Dernier point, et il concerne nos conditions de travail :
Nous sommes pour la plupart conscient des conditions de travail qui sont les vôtre : réduction des postes, hausse de la fréquentation, stress selon les sites, fusion.
Notre travail est également épuisant au quotidien. Je me suis efforcé de rester objectif dans mes propos et rendre compte en espérant, la plus honnêteté notre travail au quotidien. Pour ma part, je n’ai pas à déplorer le comportement des agents PE au quotidien (2 à 3 véritables tensions par semaine, sans plus), mais bien plus celui de notre hiérarchie (prestataire, donc). En admettant les pressions subies par Pole Emploi, je ne peux toutefois que déplorer l’absence de savoir vivre au sein de notre service. Le stress est permanent, nos responsables, littéralement vides d’émotions nous soumettent des attentes monstrueuses au jour le jour. Les mails permanents de « temps d’appel trop long », de dossiers « mal remplis » (avec la formation déplorable que nous avons effectuée) ou de reproches permanents nous obsèdent.

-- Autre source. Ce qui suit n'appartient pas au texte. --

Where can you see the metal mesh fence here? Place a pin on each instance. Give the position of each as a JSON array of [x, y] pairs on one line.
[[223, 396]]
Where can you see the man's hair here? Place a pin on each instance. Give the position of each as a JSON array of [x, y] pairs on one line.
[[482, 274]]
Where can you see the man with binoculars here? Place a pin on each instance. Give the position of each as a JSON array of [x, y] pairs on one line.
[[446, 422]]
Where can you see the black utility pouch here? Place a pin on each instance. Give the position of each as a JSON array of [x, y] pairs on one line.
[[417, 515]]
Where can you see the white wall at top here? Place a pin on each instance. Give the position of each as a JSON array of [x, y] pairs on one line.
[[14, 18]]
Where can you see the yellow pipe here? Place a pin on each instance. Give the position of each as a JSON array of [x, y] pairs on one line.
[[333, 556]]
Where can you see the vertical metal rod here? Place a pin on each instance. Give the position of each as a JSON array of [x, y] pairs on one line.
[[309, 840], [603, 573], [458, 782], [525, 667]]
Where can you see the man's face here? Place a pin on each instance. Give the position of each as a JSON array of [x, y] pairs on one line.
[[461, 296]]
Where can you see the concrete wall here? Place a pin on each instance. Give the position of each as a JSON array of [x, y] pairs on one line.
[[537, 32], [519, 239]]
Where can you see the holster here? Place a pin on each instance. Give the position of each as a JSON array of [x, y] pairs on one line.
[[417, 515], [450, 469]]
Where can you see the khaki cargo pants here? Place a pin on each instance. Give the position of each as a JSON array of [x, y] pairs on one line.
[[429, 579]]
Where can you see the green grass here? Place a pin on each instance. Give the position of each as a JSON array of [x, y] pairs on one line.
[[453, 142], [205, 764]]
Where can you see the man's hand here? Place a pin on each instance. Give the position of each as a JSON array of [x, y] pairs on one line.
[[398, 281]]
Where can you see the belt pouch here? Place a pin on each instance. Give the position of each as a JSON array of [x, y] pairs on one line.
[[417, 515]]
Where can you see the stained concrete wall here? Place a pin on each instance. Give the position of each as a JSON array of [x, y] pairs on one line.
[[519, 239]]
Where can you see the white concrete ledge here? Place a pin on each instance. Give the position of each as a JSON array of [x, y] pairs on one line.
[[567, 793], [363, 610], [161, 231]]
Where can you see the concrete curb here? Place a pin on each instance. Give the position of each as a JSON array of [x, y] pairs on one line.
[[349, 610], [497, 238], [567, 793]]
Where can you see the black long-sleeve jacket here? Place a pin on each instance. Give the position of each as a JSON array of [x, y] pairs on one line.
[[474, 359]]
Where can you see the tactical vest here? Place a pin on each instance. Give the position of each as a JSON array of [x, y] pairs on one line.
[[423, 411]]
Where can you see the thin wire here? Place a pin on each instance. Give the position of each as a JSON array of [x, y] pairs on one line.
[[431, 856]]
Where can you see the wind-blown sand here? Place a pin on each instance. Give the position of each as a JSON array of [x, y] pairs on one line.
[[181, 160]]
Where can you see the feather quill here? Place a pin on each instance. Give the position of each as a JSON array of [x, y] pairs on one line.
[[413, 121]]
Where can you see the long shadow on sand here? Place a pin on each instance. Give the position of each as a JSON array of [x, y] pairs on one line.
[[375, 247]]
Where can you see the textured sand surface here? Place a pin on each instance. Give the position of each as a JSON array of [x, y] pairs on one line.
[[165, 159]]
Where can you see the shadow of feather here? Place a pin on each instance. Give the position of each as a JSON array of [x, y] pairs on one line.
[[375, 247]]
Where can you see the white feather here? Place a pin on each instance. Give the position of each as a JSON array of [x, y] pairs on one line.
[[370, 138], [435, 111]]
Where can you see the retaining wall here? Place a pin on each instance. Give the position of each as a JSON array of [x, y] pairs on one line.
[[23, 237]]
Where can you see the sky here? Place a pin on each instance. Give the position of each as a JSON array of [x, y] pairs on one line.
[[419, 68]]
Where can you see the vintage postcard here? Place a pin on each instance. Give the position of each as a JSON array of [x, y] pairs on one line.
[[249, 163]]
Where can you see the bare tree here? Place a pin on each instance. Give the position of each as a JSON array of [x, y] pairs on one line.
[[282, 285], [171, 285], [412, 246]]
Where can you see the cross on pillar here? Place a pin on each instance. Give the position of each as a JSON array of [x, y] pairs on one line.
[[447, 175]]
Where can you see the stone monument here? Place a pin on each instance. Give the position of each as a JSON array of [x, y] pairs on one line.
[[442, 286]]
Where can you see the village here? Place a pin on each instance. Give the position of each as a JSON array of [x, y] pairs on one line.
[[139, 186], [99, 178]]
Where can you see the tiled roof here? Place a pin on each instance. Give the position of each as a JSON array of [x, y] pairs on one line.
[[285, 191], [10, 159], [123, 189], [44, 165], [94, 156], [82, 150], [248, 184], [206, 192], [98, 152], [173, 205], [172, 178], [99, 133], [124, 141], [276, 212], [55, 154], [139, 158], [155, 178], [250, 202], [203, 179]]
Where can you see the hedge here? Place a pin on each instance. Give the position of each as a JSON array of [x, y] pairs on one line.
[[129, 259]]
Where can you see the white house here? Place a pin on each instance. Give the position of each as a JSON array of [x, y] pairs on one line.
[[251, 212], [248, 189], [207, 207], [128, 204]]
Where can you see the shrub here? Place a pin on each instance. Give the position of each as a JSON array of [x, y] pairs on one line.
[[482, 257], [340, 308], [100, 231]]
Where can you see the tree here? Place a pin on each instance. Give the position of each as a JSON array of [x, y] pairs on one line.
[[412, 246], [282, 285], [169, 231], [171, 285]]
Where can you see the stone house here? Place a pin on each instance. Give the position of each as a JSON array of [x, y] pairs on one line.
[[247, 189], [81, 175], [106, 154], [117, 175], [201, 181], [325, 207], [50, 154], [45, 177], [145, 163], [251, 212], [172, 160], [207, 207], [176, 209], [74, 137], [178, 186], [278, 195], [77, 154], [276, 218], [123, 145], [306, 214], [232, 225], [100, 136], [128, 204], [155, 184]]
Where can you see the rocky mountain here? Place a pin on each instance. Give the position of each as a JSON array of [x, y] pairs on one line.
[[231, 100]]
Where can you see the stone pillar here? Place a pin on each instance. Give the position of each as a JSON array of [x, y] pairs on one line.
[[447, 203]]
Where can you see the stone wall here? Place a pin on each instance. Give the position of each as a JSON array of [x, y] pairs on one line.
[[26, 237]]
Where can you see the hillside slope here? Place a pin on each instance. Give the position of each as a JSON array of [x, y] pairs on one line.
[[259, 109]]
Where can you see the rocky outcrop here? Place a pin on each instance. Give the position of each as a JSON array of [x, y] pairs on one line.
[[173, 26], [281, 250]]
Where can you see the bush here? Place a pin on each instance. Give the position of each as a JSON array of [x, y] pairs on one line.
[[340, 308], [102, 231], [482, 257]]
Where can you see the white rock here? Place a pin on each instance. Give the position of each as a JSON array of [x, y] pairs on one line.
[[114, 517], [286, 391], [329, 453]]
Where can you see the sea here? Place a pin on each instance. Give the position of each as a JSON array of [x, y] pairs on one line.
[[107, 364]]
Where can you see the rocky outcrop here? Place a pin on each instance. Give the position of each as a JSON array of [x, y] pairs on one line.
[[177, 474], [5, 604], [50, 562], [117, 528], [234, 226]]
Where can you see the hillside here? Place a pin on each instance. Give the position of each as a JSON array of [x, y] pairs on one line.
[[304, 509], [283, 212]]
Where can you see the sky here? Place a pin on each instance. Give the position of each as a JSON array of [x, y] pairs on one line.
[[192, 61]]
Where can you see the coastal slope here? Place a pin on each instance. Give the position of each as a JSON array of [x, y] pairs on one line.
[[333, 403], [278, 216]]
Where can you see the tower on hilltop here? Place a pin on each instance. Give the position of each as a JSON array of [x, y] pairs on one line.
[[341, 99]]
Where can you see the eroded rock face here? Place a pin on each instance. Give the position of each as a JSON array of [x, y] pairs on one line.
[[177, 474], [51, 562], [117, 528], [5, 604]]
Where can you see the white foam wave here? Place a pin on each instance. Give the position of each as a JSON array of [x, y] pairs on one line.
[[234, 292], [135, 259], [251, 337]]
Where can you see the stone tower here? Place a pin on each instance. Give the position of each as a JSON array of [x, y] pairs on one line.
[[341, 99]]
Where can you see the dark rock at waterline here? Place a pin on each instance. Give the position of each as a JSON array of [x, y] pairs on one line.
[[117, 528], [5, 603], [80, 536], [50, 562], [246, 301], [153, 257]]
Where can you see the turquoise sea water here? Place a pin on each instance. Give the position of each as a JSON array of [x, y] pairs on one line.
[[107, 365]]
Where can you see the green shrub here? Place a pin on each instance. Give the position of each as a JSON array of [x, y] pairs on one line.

De nôtre côté, les retards sont rattrapés le soir, alors que les appels pris à 17h58 et les prises de temps consacrées à la création de dossiers et modifications post-appels ne sont pas pris en compte). Pour la plupart nous sommes intérimaires et les quelques CDI qui dépassent l’année d’ancienneté se voient confier un poste plus exigeant en terme de compétence mais à salaire égal. Dans le métier d’Help Desk, il y a bien plus entrainant : salaires bien plus élevés, conditions de travail bien meilleures (nous chauffons notre café avec l’eau des toilettes, machine à café & distribution d’aliments maintenant disponibles après deux ans d’attente et hors de prix) et, encore une fois, ambiance de travail exécrable, mené par des superviseurs qui ne dialoguent que par le conflit, l’humiliation et l’indifférence.
N’hésitez pas à me communiquer vos réactions, vos questions. Je salue également l’initiative de ce blog. Je ne l’ai pas encore beaucoup parcouru, mais il a pour mérite d’exposer vos conditions de travail et de confronter des opinions diverses.